Abstract A22: A window into 3D culture: A multi-modal imaging compatible bioreactor for developing tumor growth models

Introduction: We aim to use clinical imaging data to initialize and constrain tumor-specific biophysical models of in situ cell proliferation, motility, and therapy response. Towards this goal, we have developed a 3D in vitro cell culture system that can be non-invasively interrogated by both microscopy and magnetic resonance imaging (MRI). The system supports long-term cell growth and allows for control over microenvironmental factors such as drug delivery and extracellular matrix. Cellular and subcellular level data obtained from confocal microscopy define the cell state and local environment and improve interpretation of the lower resolution, clinically relevant information provided by MRI. Here, we report system design and initial data collection. Apparatus Design: The system consists of the bioreactor body, a reservoir with a filter enabling CO2 equilibration in the incubator, and a peristaltic pump to drive media flow throughout the tubing and bioreactor. The bioreactor body has a cavity for cells embedded in extracellular matrix, a hollow-fiber for delivery of nutrients (FiberCell Systems, Frederick, MD), and is sealed using a gasket and lid with a confocal microscopy window.
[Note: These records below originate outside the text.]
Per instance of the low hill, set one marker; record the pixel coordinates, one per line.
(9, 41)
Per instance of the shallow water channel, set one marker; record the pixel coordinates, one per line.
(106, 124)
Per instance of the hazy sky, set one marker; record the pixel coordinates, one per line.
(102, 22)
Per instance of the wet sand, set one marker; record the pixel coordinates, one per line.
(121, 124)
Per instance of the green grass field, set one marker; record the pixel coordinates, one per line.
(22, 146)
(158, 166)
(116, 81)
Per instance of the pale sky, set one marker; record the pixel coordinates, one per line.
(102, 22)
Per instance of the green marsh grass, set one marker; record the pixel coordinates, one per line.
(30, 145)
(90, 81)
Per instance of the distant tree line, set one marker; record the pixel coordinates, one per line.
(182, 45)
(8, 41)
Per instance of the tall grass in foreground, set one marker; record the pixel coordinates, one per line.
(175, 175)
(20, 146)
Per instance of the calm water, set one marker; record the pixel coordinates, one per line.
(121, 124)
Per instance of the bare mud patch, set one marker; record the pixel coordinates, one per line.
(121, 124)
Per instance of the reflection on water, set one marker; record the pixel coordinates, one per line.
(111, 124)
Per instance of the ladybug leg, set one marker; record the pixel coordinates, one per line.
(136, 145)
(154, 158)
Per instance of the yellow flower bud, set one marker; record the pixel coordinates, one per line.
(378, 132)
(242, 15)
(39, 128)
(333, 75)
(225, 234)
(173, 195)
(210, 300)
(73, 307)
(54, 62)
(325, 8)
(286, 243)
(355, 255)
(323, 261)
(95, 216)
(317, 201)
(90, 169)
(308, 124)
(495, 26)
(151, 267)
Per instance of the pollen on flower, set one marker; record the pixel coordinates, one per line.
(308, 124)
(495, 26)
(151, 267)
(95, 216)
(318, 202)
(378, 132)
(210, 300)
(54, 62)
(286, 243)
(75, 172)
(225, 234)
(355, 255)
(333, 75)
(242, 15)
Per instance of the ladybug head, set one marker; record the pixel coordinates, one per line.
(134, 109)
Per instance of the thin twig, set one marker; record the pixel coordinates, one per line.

The removable lid makes the bioreactor reusable after sterilization. Data Collection: As a simplified model of 3D tumor growth, we selected the triple negative breast cancer cell line MDA-MB-231 embedded in 0.4% agarose. MDA-MB-231 cells were labeled with H2B-RFP and FUCCI-GFP to image cell nuclei and entry into the cell cycle, respectively, enabling measurements of cell number and cell division. Fluorescence microscopy images were collected on a Zeiss spinning disk confocal microscope using a 20x objective. Sixty 200 μm z -stacks using the green and red channels can be collected in approximately 90 minutes. The bioreactor is secured into a custom microscope mount using screws, ensuring it is placed in the same location every time. A reference point is marked on the first imaging day, to enable longitudinal alignment at subsequent imaging sessions. The bioreactor was also designed for use on a 9.4 T Agilent Technologies (Palo Alto, CA) MRI scanner equipped with a 38-mm quadrature RF coil, which is conventionally used for small animal studies. Diffusion-weighted (DW) images have been acquired using a standard pulsed gradient spin echo sequence with four b values (67, 200, 400, and 800 s/mm2) and gradients applied simultaneously along three orthogonal directions (x , y , and z ).